Proposal: Crowd-source signal strength statistics

Metallica at Rock Werchter 2009 ♫♪
Creative Commons License photo: crsan

The problem with coverage checkers got me thinking. Wouldn’t it be great if we could have one central independent website where you could compare signal strength across different networks objectively? You could enter your postcode and the website would show you other people’s real-world experiences getting signal from each of the networks. You’d be able to do a quantitative side-by-side comparison of other people’s experiences rather than relying on predictions and computer models.

The collection of data can be crowd-sourced to smartphone users. Users would be able to install an application which would report a location using GPS and measure signal strength using APIs built in to Android. Such an application could even be configured to run in the background reporting signal strength information as users travel around the country (subject to privacy concerns, data protection, etc).

With this collection of real-world experimental data, such a coverage checker tool can finally take into account factors such as the effects of buildings on reception and the ability of different phones to maintain a signal. The effect of buildings on reception would be immediately seen in the real-world indoor coverage data: densely-populated areas with old Victorian buildings might experience poorer coverage compared to other less densely populated areas – we would see this in our data whereas we might not in computer models.

How practical is it to crowd-source coverage data?

Vodafone experimented with creating a crowd-sourced coverage map in June last year. Unfortunately it never took off – with too few people submitting coverage data, the map is next to useless for anybody who wants to find out what Vodafone reception is really like. One of the problems with the Vodafone system is that users need to manually tweet coverage information and nobody really wants to go to all of that effort.

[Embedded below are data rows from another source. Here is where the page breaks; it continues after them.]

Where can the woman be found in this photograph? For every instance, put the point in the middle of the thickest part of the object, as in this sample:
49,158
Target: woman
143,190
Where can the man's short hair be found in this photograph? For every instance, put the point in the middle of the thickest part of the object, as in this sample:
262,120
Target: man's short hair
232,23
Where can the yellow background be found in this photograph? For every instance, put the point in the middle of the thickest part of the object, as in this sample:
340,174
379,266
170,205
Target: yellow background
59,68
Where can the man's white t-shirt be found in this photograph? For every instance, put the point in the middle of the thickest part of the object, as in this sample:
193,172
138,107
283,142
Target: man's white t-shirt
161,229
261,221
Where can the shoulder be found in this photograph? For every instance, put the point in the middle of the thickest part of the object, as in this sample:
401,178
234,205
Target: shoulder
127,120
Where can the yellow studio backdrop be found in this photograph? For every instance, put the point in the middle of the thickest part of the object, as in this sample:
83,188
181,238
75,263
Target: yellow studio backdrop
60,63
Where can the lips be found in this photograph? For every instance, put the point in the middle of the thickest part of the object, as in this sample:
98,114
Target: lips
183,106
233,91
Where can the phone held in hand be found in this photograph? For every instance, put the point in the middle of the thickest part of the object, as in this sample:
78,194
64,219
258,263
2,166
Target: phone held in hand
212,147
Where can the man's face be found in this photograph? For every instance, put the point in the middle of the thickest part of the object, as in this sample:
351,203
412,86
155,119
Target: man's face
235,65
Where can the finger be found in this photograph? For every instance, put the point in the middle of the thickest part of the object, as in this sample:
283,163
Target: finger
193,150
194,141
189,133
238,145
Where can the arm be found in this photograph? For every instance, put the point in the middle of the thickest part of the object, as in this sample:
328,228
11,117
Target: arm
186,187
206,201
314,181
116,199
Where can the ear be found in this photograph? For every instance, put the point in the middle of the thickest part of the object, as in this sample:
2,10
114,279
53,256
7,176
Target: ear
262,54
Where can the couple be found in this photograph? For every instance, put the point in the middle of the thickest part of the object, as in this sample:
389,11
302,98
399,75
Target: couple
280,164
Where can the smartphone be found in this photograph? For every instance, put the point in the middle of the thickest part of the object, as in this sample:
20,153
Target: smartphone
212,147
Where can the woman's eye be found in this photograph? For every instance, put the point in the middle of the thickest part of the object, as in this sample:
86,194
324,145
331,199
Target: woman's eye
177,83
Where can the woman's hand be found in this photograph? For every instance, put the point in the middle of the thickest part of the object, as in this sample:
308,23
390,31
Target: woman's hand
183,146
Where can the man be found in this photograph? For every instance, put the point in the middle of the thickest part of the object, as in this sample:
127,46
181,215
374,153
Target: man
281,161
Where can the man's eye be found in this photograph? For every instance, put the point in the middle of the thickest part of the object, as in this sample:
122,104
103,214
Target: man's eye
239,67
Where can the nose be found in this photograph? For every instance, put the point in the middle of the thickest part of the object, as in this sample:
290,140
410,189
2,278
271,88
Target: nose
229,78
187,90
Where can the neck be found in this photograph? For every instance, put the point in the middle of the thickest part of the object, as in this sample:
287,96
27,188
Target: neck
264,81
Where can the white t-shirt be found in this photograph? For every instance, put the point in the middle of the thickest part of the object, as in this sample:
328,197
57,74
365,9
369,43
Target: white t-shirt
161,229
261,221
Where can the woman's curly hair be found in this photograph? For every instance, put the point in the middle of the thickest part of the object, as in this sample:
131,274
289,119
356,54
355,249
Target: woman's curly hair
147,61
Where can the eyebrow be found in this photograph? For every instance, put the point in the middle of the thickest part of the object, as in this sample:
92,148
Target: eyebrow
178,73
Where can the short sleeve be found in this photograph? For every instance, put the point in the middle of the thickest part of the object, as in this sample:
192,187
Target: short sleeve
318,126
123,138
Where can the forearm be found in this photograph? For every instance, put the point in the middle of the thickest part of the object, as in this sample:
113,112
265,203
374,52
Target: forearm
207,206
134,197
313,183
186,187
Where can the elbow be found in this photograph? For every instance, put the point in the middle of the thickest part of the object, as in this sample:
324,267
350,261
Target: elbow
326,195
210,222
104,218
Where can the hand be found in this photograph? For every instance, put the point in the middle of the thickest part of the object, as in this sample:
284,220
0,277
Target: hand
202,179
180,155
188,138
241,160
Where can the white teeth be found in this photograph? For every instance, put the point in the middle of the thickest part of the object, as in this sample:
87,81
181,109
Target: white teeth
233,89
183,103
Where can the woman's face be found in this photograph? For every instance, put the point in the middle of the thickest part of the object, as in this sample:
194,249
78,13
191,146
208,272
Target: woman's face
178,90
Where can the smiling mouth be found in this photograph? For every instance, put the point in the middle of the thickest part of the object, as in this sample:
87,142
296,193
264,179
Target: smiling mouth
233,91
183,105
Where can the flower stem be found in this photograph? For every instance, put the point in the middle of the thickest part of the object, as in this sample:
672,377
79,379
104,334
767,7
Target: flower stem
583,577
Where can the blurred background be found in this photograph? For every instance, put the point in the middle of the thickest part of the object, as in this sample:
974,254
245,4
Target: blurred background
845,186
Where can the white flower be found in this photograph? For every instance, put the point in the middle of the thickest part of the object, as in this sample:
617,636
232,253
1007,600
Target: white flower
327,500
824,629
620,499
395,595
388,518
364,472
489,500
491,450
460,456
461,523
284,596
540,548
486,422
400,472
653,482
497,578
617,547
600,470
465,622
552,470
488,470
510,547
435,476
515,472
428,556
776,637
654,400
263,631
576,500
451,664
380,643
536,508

With an application to automate the whole task of determining your location, signal strength and reporting it back to a central server, more people might be willing to contribute. As people go about their everyday lives shopping in the high street, commuting to work, etc. the application can continue to measure and report this information in the background. Each application user could generate hundreds of real-life signal strength measurements meaning that the map will have plenty of measurements.

The home/landline broadband industry is currently successfully using an application called isposure which does something similar.

Your thoughts…

I’d like to get this idea out to the community of mobile phone users, developers and networks. Do you think a crowd-sourced coverage checker is a good idea? Would it work in practice? Drop us a comment below and let us know what you think… we’d love to hear from you.

Your Comments 3 so far

We'd love to hear your thoughts and any questions you may have. So far, we've received 3 comments from readers. You can add your own comment here.

  • I have been doing some recent experimenting with an Android app called Cellumap by RadioRaiders that fits the bill perfectly. It tracks the signal strength and other detail as you move around and uploads the detail to a coverage map at http://www.cellumap.com

    The upload to the coverage map can be single-shot under the user's control, or it can be set to "Auto Send" where it will periodically send the cell info based on distance travelled – useful for tracing a journey.

    • Hey Danny,

      Thanks for sharing that – it looks like a really interesting application & website! Unfortunately there doesn't yet seem to be any data for the UK (I checked Central London for all the networks) – or maybe I was using it incorrectly. Also looks quite patchy in the US (where I looked it only had data on some of the highways). So I guess this just highlights how difficult it is to build this tool: the amount of data to build the map coupled with the fact that it's unlikely you'll get data in rural areas, etc. Seems to me that the highway data is probably fairly decent quality but a thousand data points on a highway and none at home is no good!

      Cheers

      Ken

  • Love this idea, Ken. As you say, the trick is getting it to work – which means bringing it to scale with enough users to get significant data for it to be reliable.